O aumento de DSTs entre jovens brasileiros

Enviada em 03/10/2019

Ao mesmo tempo em que organizações de saúde nacionais e internacionais como as Nações Unidas, se revezam em campanhas educativas, somam-se ao time de infectados pela Aids, sífilis e outras doenças, quase 50 mil jovens. É lamentável, em pleno século XXI as informações não chegarem a esta camada da sociedade com deveria. Pode-se afirmar, que fatores como as festas e o preconceito reforçam gráficos, estatísticas e boletins epidemiológicos de doenças oriundas do sexo.

É incontestável que lazer tem que ser algo prazeroso e sinônimo de boas memórias. Mas, diante do assunto doenças sexualmente transmissíveis (DSTs), o cenário se transforma entre os Jovens Brasileiros. Um povo que respira festas praticamente o ano inteiro, como por exemplo, o carnaval, bailes funks e shows artísticos semanais, com isso, surgem no caminha encontros planejados e eventuais, porta larga para o sexo sem proteção. Nesse contexto, jovens na faixa etária dos 30 anos engrossam os boletins do Ministério da saúde em várias patologias gerados pelo sexo desprotegido.

Convém lembrar que na visão do Professor e Historiador Leandro Karnal – é no conhecimento que existe uma chance de libertação, desse modo, é repudiável o preconceito no uso de preservativo, atitude recheada de frases anti-proteção, tais como: “na hora “H” eu sei me cuidar” , “não lembrei!!, mas, da próxima vez…”. Por esse viés, cresce o número de novos casos, em que se somam só no Brasil 48 mil casos nas principais capitais, segundo as secretarias de vigilância e saúde.
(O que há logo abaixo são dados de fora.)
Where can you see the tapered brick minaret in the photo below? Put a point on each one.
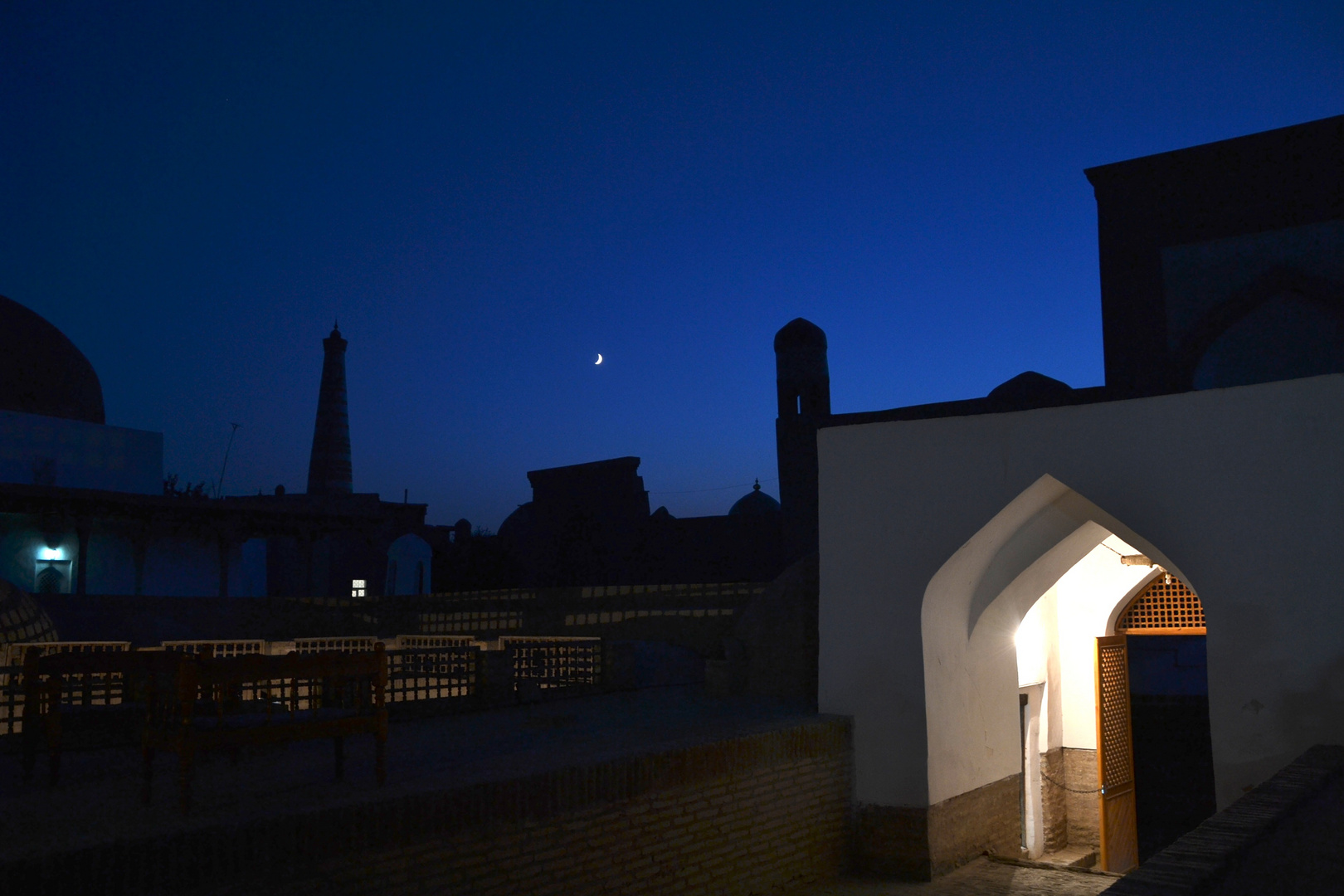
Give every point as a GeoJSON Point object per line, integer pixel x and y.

Diante dos fatos, medidas devem ser tomadas com tolerância zero. Para tal, os Governadores Estaduais juntamente e suas Secretarias de Saúde devem promover campanha informativa sobre DSTs, usando da mobilização sobre a lei seca, inserir de forma educativa a visão de proteção saídas de eventos, com a distribuição de panfletos, com isso, incentivando aos motoristas a divulgarem ações preventivas em suas redes sociais.